Start with three books:

(1) The most thorough book on English grammar you can find.

(2) A relatively complete dictionary of English.

(3) Strunk and White, _The Elements of Style_.

Then

(1) Write, about nearly anything for nearly any purpose, and think about what
you would like to do better.

(2) Read some relatively good writing and see if by example it provides some
good answers the questions you had in (1).

Then rinse. Repeat. Many times.

My evidence is that good progress takes years: When I was a college prof I
noticed that the much older evening students were much less good students
except for term papers where they were MUCH better. Net, learning to write
well takes time.

For some good writing, in math read Paul Halmos. In science, read a good
freshman physics book. These examples are high among the best ever at
communicating rock solid information with some of the greatest clarity yet
achieved and are crown jewels of civilizations.

For _persuasive_ writing, practice on, say, Reddit or other fora and see what
reactions you get. Rinse. Repeat.
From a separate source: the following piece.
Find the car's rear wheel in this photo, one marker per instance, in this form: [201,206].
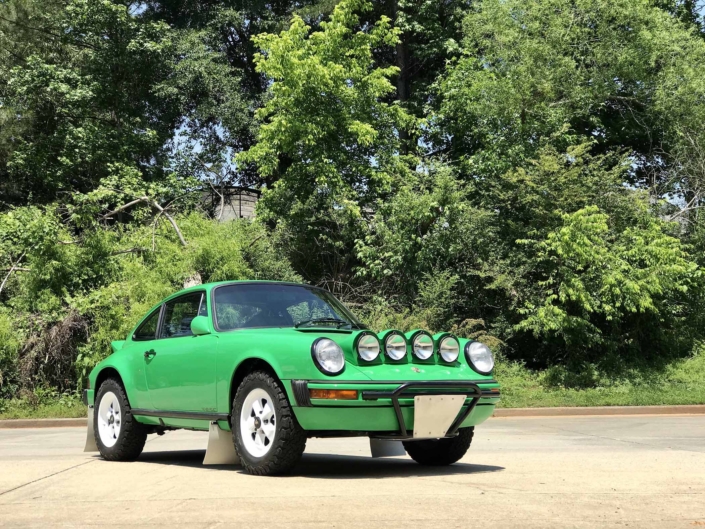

Many times.

For writing for the _humanities_ , mostly just learn about humans. For this
purpose, my favorite _Humans 101 for Dummies_ is the now classic E. Fromm,
_The Art of Loving_.

Then for Beowulf and Chaucer through Milton, Shakespeare, Wordsworth, Byron,
Shelley, Keats, Dickens, and Henry James to the present and for the rest of
this millennium in English literature, and its history, techniques, values,
and goals, I would treat it as at best meaningless and otherwise as toxic
waste of great danger to humans, this far into the 21st century still stuck
before the 18th. Here I am straining as hard as I can to be astoundingly
diplomatic and omit remarks about detritus of the ascent of man, effluent, and
septic tank of civilization.

Actually in England in the 1600s there was a good writer, Newton.